Bon Jovi, The Beatles, American hip-hop and even a bit of Netflix.
These are the ways young call center agents are learning English – and they don’t even need to practice with native speakers.
Many of the most articulate English speakers in Latin America had the luxury of a private school education – in English – or the chance to study abroad in the U.K. or The States.
But Nearshore Americas spoke to a number of call center workers, often from humble backgrounds, who learnt just by having a sheer willing – and some help from their favorite musicians.
“I learnt mostly by myself,” says Daniel Torres, 23, a call center agent working for Konecta in Medellín, Colombia, with an impressive British accent.
“A lot of music and movies, I love video games, that helped me out a lot. I like a lot of Beatles, T. Rex too – they’re great.”
He adds: “I don’t have the chance to practice with foreigners that much. Sometimes if I can find them, I do.
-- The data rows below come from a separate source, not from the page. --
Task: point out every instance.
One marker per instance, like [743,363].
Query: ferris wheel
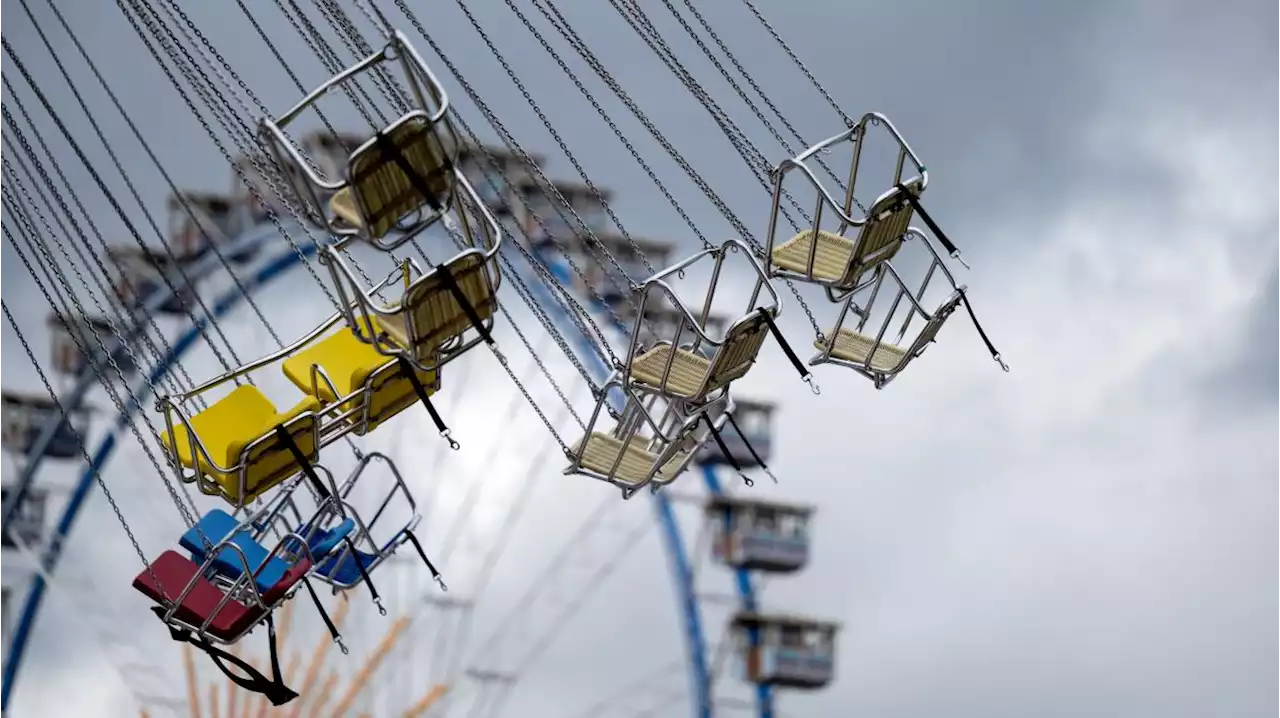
[430,248]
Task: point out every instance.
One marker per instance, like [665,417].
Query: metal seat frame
[844,210]
[433,108]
But I mostly record myself reading out aloud and recording it.”
28-year-old John Jairo Montoya Gaviria, also working for Konecta in Medellín, also said video games and music helped him.
“I started learning when I was 11-years-old, I started listening to a lot of music in English, watching movies and video games,” the musician says.
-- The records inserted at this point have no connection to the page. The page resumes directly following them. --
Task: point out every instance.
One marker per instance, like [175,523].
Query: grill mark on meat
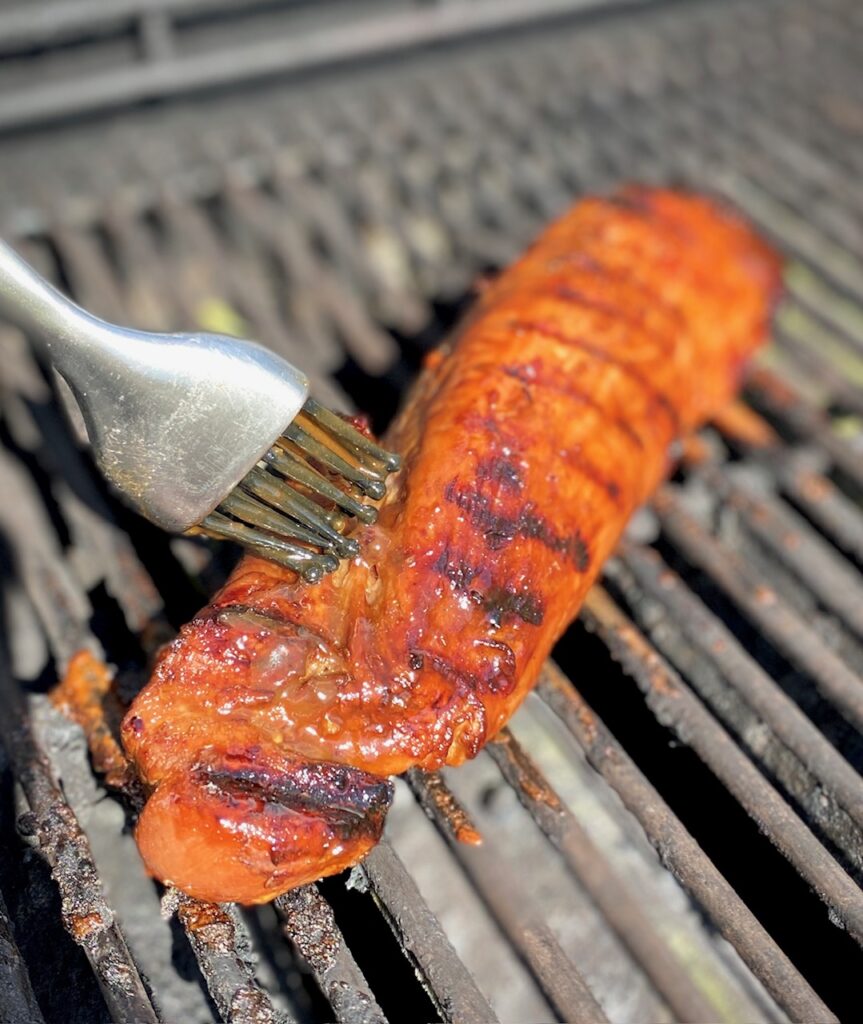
[500,529]
[458,571]
[528,375]
[501,601]
[346,797]
[501,469]
[498,600]
[597,352]
[575,297]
“I love hip-hop music, and I play in a band, so for me a lot of music from the States was what helped me learn.”
Both agents tell Nearshore Americas that they have never left their country and have not invested money in classes.
“Most of the time the people I speak to are surprised that I’m not in the U.S. but in Colombia,” says David.
Florentino Tapia, who heads up the International Operations Management at Konecta, hired both David and Daniel. He tells Nearshore Americas that they are the exact type of agents he looks for – rather than English-speaking candidates who were educated in the States.
“We have a lot of people who are bilingual and who are interested in working in an environment where English is needed,” he says.
“They [the agents] have to be very good at speaking English, have good communication skills, be well educated, or at least that’s how they should sound on the phone whenever they are interacting with customers.
“It happens a lot that those who have studied at an expensive school don’t always have the fluency that these guys have.”
“They are normally the best people to employ because they the ones who want to learn, who give me 120%.”
Carina Wills, 35, is a Business Development Research Manager in Tegucigalpa, Honduras for Knoah Solutions finds listening to different types of music helps her understand different accents in English.
“Bed of Roses by Bon Jovi really helped me,” she says.
“I learned that different people pronounce things differently. There are so many ways of speaking English and that’s something you can definitely learn by listening to songs.
“Listening to music really helped me with tenses too.”
Jess Rivera, 22, who works for Believo in Monterrey, Mexico, also found lyrics would help her with pronounciation.
“I mainly used music videos to learn English. I’m a big fan of hip-hop so Drake, Kendrick Lamar and J. Cole were all really helpful,” she says.
“When I was learning English I would read the lyrics first in Spanish and then in English.”
Other call center workers Nearshore Americas spoke to learned English via watching series on Netflix, with subtitles in English.
Another popular method was using online videos and tutorials, which can now largely be accessed for free thanks to the likes of YouTube.
But music was by far the most popular method of learning, and again, thanks to YouTube, young Colombians, Mexicans or Panamanians are able to watch their favorite artists perform, add subtitles and sing along.
“Repeating as much as possibly is key,” adds Carina.